In a large pot, cook the onion in some olive oil until it is translucent. Add the chickpeas and the broth. Bring to a boil, then add the lentils, tomatoes, and spices. Season with salt & pepper to taste. Bring to a boil again and simmer for a half hour or so, until the lentils are mushy and the soup has thickened. Ladle into bowls, finishing off each serving with a bit of fresh olive oil, chopped parsley, and a lemon wedge for squeezing. This recipe makes about 6 to 8 servings.

In places like Morocco, this simple yet hearty soup is often the first thing folks take to break their fast with the setting sun. It is a bit of spiritual and physical nourishment. Other wonderful things follow, and often the feasting goes on well into the night. And then to bed… until the tabbal, the drummer, wends his way through the dark and empty streets to awaken everyone for the final meal before sunrise, usually bread with mint tea. And so each day goes in this month of fasting until the next new moon.

This year, the start of Ramadan coincides with the arrival of Cold Sophie, who, according to German legend, brings a blast of cold weather, winter’s last hurrah. But they say it’s been such a long and cold winter that I’m not going to give Sophie any attention at all. She and her fellow Ice Saints have had a ball of it this year, so enough of that. She can have some Harira with us if she wants, but that’s it. We’ve got our sights set on summer.

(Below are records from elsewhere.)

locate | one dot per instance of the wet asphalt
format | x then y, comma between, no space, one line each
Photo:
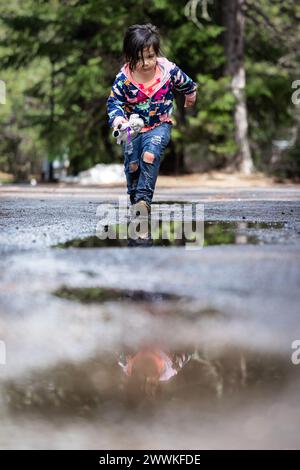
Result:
255,288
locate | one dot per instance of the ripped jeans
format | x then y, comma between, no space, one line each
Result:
142,157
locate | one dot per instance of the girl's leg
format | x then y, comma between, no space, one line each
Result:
131,153
153,144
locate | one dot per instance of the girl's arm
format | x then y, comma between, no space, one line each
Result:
115,104
184,84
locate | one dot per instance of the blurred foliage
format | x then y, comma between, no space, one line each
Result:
58,59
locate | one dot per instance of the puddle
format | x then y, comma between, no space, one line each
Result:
176,233
99,295
122,379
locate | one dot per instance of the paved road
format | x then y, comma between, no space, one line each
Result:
238,307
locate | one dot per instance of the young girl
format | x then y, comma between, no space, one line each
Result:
144,86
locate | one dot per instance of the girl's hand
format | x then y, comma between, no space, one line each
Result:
190,100
119,120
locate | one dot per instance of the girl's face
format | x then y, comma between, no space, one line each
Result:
149,60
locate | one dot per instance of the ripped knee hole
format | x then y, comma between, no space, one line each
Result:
133,167
148,157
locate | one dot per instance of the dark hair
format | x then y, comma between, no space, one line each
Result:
137,38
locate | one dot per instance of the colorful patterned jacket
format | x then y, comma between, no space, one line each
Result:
154,105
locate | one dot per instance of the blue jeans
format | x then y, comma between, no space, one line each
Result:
142,157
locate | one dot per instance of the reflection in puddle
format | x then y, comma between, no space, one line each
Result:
124,380
175,233
101,294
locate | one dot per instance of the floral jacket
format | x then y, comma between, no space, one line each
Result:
155,104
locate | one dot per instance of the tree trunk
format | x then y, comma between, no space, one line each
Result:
234,22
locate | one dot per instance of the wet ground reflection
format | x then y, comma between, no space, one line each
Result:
175,233
126,379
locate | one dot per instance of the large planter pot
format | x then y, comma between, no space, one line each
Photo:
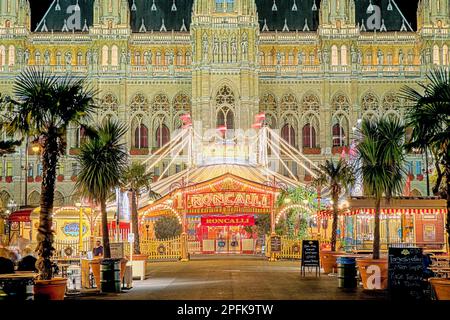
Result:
374,273
328,260
95,265
123,266
441,287
53,289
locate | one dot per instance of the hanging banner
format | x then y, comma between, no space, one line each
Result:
228,199
215,221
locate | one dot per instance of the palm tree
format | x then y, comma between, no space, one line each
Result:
430,120
337,177
380,151
8,146
135,178
46,104
103,159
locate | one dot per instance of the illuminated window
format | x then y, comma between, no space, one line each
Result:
288,134
436,55
344,55
220,5
309,136
79,59
445,55
12,55
30,169
37,58
105,52
141,137
58,58
162,135
158,58
114,56
80,137
9,169
2,55
338,136
137,58
334,56
60,168
230,5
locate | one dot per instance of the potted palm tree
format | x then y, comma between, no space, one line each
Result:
103,159
337,177
430,123
381,155
45,105
136,179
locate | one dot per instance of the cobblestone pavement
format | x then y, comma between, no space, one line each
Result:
234,277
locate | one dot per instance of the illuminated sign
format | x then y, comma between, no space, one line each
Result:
71,229
212,221
228,199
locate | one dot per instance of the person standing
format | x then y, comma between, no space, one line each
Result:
98,250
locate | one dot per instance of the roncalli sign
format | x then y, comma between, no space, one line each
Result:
405,273
275,244
116,250
310,253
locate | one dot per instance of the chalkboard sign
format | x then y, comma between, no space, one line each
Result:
405,273
275,244
310,253
116,250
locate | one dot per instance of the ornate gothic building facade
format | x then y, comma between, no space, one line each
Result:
313,67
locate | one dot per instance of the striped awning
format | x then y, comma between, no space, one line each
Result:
20,215
390,211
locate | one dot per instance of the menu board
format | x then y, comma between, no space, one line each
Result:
275,244
116,250
310,253
405,273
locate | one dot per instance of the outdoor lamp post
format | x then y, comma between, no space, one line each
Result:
12,206
80,228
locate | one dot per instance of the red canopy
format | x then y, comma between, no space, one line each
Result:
21,215
122,225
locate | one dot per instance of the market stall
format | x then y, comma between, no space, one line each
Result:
417,221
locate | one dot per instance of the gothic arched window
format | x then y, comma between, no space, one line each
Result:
436,59
288,134
344,61
139,103
369,102
309,136
141,136
225,117
80,136
105,55
12,55
162,135
2,55
114,56
334,56
338,135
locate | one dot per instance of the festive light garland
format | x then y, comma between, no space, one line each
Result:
161,206
390,211
289,207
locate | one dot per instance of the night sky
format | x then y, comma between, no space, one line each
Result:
408,7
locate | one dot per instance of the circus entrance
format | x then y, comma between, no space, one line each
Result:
217,215
227,234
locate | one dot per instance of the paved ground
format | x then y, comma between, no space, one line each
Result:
233,277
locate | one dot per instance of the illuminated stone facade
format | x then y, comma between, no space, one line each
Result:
314,67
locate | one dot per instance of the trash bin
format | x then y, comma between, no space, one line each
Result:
346,272
110,275
73,278
128,277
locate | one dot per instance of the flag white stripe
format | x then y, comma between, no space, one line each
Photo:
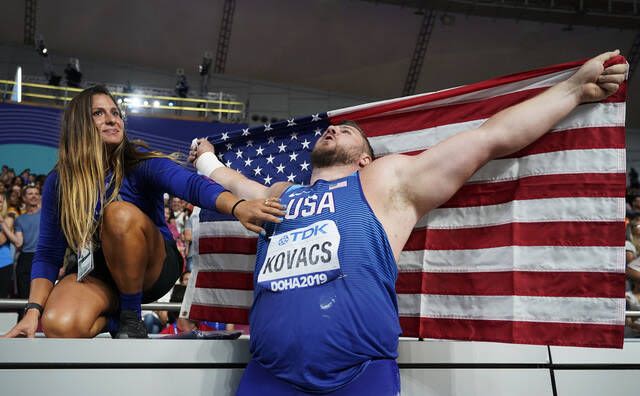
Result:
545,80
584,116
527,211
515,308
516,258
499,259
560,162
223,297
228,262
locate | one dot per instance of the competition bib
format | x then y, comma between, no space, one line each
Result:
303,257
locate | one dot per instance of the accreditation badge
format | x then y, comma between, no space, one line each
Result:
85,261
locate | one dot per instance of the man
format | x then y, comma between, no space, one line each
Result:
324,316
25,237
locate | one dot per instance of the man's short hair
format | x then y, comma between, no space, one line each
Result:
28,186
368,148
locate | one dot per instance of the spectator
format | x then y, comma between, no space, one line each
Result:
17,181
25,237
25,176
6,251
14,202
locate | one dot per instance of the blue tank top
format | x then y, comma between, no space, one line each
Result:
324,288
6,258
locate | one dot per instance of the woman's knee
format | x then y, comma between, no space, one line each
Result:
58,323
120,218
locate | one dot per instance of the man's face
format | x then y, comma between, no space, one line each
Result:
31,196
176,204
338,145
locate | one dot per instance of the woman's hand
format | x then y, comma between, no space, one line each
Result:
254,212
26,327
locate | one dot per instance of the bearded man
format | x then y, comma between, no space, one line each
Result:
325,317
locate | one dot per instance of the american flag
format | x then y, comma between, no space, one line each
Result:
530,250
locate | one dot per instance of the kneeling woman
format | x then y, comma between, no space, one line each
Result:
105,196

Image: My husband may be a potter, but I still can’t help buying bowls I like from other potters, too. These porcelain bowls are brand new additions to our collection. They’re by local potter Nena Escobar. I found them just last week, and I suspect we’ll be eating Harira out of them this week. Oh and if you do want to read more about Cold Sophie and the Ice Saints, well… here’s an earlier Book of Days chapter about them.

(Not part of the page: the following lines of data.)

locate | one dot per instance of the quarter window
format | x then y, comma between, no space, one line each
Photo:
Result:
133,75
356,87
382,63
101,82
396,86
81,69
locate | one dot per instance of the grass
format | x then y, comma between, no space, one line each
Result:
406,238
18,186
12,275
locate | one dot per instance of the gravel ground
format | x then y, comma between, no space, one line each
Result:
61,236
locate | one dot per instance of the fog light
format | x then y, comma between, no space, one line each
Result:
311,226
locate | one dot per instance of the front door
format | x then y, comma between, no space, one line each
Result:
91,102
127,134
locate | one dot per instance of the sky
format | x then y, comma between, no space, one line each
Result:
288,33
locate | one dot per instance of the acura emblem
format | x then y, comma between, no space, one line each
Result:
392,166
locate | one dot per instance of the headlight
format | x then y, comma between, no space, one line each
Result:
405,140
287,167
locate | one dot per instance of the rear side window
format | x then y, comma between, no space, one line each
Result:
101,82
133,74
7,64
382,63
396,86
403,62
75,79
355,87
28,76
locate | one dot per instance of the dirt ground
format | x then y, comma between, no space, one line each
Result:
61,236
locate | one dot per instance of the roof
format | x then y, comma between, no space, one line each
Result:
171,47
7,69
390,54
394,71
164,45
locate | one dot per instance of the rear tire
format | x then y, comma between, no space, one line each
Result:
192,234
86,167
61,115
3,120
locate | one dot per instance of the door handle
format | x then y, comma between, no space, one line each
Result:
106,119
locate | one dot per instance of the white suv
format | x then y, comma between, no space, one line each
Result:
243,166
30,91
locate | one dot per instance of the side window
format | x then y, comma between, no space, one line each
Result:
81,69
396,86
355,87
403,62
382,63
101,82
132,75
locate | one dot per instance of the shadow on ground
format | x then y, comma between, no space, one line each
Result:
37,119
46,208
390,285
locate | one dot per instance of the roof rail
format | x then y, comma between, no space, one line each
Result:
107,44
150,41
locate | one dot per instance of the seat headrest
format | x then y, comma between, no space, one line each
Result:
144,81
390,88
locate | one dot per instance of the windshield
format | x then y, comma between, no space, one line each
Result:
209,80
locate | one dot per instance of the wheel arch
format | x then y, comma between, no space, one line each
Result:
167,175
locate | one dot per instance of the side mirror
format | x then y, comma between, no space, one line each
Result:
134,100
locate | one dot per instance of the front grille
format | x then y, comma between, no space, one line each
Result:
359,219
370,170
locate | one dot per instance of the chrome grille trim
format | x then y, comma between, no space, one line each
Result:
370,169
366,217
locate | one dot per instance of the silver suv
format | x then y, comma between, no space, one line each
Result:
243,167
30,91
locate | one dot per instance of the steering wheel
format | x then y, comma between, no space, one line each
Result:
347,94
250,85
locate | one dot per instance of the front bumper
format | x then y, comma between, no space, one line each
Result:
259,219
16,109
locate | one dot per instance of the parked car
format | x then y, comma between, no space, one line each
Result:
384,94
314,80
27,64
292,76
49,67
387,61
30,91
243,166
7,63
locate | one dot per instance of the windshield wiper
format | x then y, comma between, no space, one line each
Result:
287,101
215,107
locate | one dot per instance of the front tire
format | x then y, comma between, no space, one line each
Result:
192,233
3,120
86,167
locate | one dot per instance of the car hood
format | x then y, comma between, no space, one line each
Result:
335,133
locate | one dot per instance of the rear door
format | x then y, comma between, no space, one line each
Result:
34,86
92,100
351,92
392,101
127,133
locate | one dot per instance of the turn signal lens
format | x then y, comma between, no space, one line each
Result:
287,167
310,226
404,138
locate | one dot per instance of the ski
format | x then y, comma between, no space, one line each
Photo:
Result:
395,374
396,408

The Ice Saints & Cold Sophie

It rained here last Friday, the sort of rain we get when a cold front comes through, a wide swath of it coming down diagonally across the peninsula. We won’t be seeing much of this for a while, not while summer is here. Friday’s may very well have been the last cold front we’ll see until next fall. In its wake came perfect weather: cool and dry. It lasted for days and days and still it is pretty pleasant out, to be honest. I like to think it was our brush with Cold Sophie and the Ice Saints. Maybe they came a bit early this year.

May 11, today, is the feast day of St. Mamertus. Tomorrow, the 12th, St. Pancras. On the 13th we remember St. Servatius and on the 14th, St. Boniface, and then on the 15th, Cold Sophie herself: St. Sophia. In old German weather lore, this group of saints, led by Sophia, are known as the Ice Saints, die Eisheiligen. Kalte Sophie or Cold Sophie is their ringleader, and she and the Ice Saints are thought to bring one last blast of cold air before summer finally settles in. And so today they begin to make their entrance on the scene. If you live in a place that is more temperate than ours, you may experience colder temperatures than you have been, and if you do, you can give a nod to Cold Sophie and the Ice Saints. Cold Sophie may have come early to Lake Worth this year, but for all of you in cooler climes, take care. Avoid planting cold-sensitive crops until after the days of Cold Sophie and the Ice Saints have run their course. A good story, and good common sense, too.

Image: A fresco from St. Sophia Church in Ohrid, Macedonia. Circa 11th century. [Public domain] via Wikimedia Commons.